大手ネット通販会社に勤務する有村ちさとは「膨大な文字列をひとめで記憶でき、そこから意味のある情報を抽出できる」という類稀な能力を持っているのですが、人間を相手にした意思疎通、とりわけ恋愛関係のプロトコルがずれている女性。ちさとの能力は幼い頃から彼女に英語を教えた父親によって目覚めたのですが、その父親は精神を病んだまま海外を放浪中。彼女が人間関係を苦手とするもうひとつの特性も、やはり父親が原因なのでしょう。

本書は、ちさとが会社を解雇された次長から逆恨みされる物語。ちさとが上司から依頼されたネットへのアクセスログ調査によって、勤務時間中のアダルトサイト閲覧が発覚して解雇された次長が、ちさとに個人情報漏洩事件を起こさせようと画策するのですが・・。

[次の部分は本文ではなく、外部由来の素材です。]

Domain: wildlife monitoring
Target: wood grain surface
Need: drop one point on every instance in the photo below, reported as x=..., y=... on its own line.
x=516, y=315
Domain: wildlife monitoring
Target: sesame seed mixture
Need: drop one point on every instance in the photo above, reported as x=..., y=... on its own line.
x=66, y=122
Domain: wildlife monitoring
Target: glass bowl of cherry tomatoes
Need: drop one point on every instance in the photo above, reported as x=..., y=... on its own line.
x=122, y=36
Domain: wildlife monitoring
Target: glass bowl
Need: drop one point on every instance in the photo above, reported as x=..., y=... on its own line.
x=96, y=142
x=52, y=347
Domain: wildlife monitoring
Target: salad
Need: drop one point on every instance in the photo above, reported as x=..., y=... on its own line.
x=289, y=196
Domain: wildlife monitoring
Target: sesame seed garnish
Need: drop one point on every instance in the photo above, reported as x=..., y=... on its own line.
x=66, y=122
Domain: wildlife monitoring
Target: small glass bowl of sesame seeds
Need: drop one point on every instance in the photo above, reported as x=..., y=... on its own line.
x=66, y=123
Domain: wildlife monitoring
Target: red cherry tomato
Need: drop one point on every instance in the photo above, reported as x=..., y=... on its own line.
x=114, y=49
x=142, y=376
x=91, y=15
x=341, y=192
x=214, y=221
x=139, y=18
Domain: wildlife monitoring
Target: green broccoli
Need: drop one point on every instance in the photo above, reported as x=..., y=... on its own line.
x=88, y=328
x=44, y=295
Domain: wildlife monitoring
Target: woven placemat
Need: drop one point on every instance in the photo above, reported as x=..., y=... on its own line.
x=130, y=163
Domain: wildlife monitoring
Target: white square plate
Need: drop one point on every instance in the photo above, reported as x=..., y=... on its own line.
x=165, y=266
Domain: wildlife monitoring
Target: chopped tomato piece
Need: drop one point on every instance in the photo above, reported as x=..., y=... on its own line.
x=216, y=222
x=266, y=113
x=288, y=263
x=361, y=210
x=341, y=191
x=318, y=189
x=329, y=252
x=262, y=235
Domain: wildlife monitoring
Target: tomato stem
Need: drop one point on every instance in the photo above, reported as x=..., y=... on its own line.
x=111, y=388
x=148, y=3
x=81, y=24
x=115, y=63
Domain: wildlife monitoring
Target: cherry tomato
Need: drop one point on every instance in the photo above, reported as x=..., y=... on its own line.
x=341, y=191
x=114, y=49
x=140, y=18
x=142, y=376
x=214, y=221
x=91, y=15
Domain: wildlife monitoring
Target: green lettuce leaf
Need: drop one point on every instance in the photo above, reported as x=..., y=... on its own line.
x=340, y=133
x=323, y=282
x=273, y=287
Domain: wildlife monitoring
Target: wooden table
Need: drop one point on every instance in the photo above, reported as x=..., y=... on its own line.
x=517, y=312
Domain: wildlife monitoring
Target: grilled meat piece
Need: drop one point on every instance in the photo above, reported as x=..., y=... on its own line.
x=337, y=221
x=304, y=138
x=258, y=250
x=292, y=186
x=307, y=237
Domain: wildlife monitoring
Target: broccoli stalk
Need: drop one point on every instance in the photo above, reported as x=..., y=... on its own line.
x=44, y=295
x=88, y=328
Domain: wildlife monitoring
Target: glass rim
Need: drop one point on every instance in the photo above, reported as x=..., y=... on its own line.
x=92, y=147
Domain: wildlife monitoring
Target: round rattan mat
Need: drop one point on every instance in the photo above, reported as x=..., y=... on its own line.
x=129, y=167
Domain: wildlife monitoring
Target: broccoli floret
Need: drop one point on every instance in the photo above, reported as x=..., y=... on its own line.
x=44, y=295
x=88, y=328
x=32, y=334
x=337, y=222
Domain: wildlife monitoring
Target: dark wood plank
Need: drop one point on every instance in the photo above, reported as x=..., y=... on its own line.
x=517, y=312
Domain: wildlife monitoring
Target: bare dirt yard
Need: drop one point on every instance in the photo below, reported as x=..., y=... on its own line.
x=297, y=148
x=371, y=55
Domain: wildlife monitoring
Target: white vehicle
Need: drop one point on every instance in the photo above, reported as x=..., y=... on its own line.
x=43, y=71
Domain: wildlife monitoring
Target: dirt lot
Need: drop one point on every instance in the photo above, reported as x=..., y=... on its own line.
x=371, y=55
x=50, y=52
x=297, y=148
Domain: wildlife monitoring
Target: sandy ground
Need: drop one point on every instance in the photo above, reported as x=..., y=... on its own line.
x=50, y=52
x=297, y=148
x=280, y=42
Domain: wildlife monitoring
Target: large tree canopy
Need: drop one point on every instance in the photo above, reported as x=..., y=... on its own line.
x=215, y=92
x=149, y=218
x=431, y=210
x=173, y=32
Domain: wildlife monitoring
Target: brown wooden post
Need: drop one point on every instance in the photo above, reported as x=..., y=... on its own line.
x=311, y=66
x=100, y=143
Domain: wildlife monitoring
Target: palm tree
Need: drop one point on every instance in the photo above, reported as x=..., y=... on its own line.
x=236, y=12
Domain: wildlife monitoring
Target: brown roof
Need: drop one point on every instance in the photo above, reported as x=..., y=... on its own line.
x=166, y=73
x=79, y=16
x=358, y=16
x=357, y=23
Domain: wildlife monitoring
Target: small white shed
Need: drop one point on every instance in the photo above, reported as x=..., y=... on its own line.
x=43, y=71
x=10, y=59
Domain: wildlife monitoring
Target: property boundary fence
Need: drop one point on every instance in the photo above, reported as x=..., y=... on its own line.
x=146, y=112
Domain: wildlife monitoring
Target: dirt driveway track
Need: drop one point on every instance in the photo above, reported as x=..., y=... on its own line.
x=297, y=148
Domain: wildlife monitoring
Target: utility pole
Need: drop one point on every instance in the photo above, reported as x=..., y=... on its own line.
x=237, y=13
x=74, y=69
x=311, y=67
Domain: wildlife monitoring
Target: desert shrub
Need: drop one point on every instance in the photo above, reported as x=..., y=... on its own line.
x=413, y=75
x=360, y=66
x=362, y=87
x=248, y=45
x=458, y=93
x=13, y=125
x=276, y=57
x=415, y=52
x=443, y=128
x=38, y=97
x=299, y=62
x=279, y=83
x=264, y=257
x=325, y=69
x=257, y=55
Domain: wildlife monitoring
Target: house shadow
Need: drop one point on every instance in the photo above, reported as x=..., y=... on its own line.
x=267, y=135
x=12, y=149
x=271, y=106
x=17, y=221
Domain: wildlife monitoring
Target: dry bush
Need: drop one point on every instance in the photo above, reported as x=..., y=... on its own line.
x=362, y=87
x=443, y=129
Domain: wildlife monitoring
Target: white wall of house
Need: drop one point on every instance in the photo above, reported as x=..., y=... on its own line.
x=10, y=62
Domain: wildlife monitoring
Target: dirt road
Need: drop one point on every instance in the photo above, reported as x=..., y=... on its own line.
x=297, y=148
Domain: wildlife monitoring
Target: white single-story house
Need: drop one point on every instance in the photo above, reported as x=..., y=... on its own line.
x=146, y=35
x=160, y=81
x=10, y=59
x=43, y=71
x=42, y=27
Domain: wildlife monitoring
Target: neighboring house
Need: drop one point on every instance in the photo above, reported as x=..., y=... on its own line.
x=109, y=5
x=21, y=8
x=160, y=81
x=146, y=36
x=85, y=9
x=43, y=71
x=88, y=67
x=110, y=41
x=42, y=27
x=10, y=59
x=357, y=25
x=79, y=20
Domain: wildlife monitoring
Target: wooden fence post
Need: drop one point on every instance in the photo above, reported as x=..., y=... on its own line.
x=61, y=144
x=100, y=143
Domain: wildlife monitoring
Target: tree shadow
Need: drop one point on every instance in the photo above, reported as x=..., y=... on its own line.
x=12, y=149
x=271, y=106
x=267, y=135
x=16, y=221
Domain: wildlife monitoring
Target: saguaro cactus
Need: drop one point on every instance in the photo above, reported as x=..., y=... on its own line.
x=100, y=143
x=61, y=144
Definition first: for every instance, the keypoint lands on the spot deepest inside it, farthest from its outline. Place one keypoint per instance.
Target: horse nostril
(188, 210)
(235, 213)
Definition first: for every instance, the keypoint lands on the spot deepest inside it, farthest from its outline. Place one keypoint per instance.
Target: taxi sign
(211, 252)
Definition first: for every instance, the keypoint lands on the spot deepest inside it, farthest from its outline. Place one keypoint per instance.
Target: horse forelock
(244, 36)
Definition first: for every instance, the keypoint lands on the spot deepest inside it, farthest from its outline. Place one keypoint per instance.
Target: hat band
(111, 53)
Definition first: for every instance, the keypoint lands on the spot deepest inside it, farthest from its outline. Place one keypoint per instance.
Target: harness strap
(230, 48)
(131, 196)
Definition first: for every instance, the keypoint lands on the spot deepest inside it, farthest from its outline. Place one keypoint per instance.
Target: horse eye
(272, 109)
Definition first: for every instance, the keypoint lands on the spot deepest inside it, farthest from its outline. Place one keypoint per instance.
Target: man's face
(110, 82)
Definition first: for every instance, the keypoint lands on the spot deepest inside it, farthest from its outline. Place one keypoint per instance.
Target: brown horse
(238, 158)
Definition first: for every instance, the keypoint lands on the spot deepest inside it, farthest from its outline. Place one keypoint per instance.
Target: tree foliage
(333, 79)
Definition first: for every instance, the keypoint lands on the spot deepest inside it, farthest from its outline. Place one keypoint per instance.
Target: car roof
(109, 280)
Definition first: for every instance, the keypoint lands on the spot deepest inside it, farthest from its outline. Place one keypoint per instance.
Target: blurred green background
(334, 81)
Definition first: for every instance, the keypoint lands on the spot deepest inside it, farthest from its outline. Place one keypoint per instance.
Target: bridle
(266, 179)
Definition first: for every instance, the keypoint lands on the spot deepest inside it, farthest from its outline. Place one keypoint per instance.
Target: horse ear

とはいえ、この事件がちさとを成長させ、運命的な出会いにまで繋がるのですから、わからないものです。欠陥を克服して「普通の人間」になった者からは、得てして「特異な能力」は失われてしまうものなのですが、彼女の場合は大丈夫かも。最後に出合った相手は、似たもの同士だったのですから・・。

テンポのいい、楽しめる小説でした。姉妹編の『有村ちさとによると世界は』も読んでみましょう。